Impression von der Fakuma 2015 (Bildquelle: fakuma-messe.de)

Impression von der Fakuma 2015 (Bildquelle: fakuma-messe.de)

Zu der Erweiterung hat sich der Fakuma-Veranstalter entschlossen, um den Flächenwünschen der etablierten Aussteller sowie diverser Neu-Aussteller gerecht zu werden. Auch die Warteliste der Aspiranten konnte somit signifikant reduziert werden. Mehr als 85.000 m² Brutto-Ausstellungsflächen werden diesmal mit rund 1.700 Ausstellern aus 35 Nationen (inkl. Deutschland) belegt sein.

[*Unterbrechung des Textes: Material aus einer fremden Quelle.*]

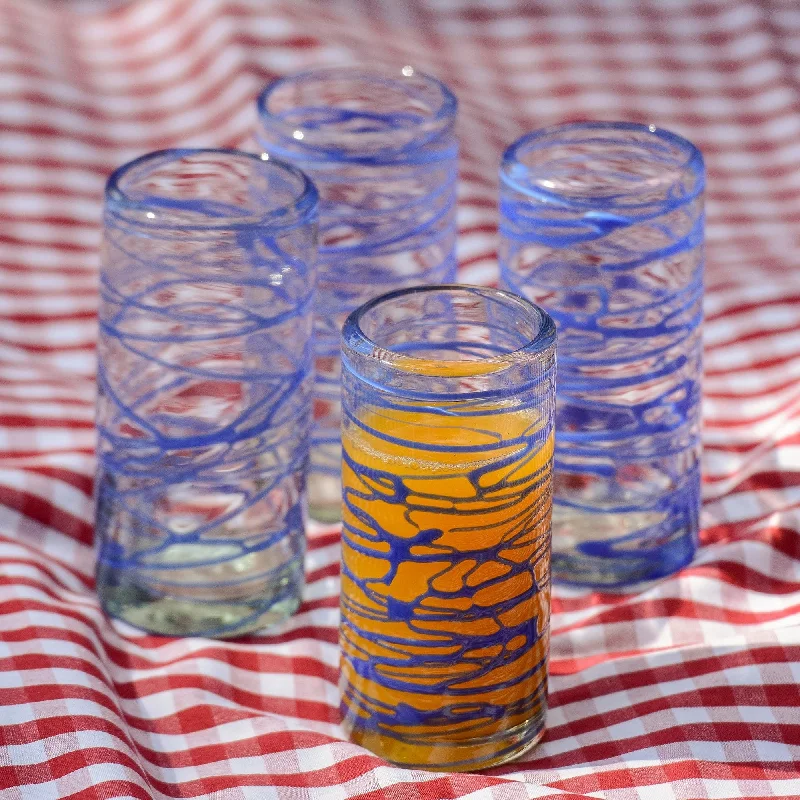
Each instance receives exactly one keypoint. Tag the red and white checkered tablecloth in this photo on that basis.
(688, 689)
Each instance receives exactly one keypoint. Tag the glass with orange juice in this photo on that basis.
(448, 407)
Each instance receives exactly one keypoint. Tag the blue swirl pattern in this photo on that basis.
(446, 551)
(602, 225)
(204, 408)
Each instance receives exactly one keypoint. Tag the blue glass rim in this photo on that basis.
(440, 119)
(543, 137)
(300, 210)
(355, 340)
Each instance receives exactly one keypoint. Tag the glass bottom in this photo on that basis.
(198, 612)
(613, 550)
(451, 756)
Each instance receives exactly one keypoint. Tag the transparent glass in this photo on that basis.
(602, 224)
(381, 149)
(448, 418)
(204, 391)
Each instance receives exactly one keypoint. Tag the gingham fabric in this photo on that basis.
(686, 689)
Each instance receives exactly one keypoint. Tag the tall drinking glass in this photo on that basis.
(602, 224)
(204, 391)
(447, 433)
(380, 146)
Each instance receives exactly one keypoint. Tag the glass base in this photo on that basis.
(451, 756)
(180, 615)
(607, 550)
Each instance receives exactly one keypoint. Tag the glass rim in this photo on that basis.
(443, 113)
(303, 204)
(354, 339)
(692, 162)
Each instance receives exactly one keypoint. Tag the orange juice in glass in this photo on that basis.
(448, 398)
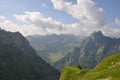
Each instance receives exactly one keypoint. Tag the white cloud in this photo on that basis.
(44, 5)
(37, 19)
(84, 10)
(117, 21)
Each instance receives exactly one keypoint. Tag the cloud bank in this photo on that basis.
(90, 18)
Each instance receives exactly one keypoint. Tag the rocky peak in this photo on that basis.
(97, 35)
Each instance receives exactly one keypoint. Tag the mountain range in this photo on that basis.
(107, 69)
(53, 47)
(19, 61)
(90, 52)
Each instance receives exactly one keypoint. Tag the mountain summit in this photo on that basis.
(90, 52)
(19, 61)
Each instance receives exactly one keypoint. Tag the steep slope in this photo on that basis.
(19, 61)
(91, 51)
(108, 69)
(53, 47)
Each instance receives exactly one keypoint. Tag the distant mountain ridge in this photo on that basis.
(19, 61)
(107, 69)
(53, 47)
(90, 52)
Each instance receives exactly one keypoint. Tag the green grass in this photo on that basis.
(72, 73)
(108, 69)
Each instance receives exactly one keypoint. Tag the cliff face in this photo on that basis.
(90, 52)
(107, 69)
(19, 61)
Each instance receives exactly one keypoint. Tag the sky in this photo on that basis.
(44, 17)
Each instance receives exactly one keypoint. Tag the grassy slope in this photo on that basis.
(72, 73)
(108, 69)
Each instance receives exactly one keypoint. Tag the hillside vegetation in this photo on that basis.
(107, 69)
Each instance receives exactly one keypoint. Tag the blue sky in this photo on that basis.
(9, 8)
(63, 15)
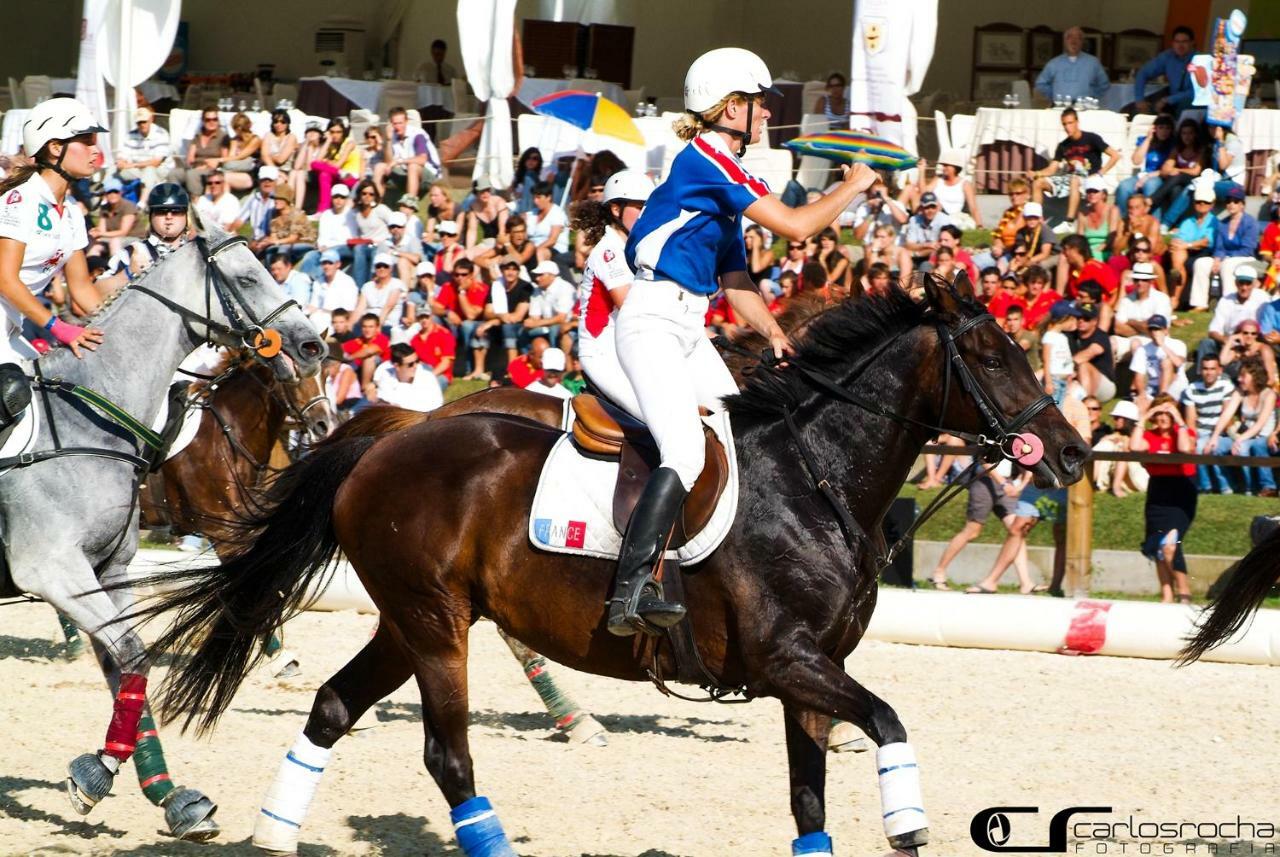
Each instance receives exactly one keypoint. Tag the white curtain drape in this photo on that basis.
(485, 32)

Dabei wird der Anteil ausländischer Hersteller und Anbieter bei mehr als 35 Prozent liegen, womit die Internationalität der Fakuma nochmals steigen wird.

Die Kunststoffindustrie muss sich teilweise neu erfinden

Den anhaltenden Trend zur Teilnahme an der im Technologie-Dreiländereck am Bodensee veranstalteten Fakuma erklärt die Messeleitung auch damit, dass sich weite Teile der kunststoffverarbeitenden Industrien deutlich verändern (müssen), indem sowohl neue Werkstoffe als auch neue Technologien/Verfahren zum Einsatz kommen. Als Beispiele wären hier die 3D/4D-Print-Technologien sowie Verfahren und Prozesslösungen zur hoch effizienten Ver- und Bearbeitung von Hybrid-, Verbund- und Schichtwerkstoffen zu nennen. Zumal insbesonder auch die Automobilindustrie und deren Zulieferer wegen der vielschichtigen Anforderungen an bezahlbare Leichtbau-Strukturen immer mehr und tiefer als je zuvor auf die Möglichkeiten eines breiten Chemie-Portfolios setzen. Die Prozesskette zur material- und ressourcenschonenden Ver-/Bearbeitung neuer oder alternativer Materialien basiert wiederum auf solch elementaren Bausteinen wie neue Maschinen, angepasste Werkzeuge und Werkzeug-Normalien, integrierte Qualitätssicherungs-Systeme, regelbare hydraulische/pneumohydraulische/elektrische Antriebe sowie vernetzungs- und damit kommunikationsfähige Steuerungen samt Software – Stichwort Industrie 4.0.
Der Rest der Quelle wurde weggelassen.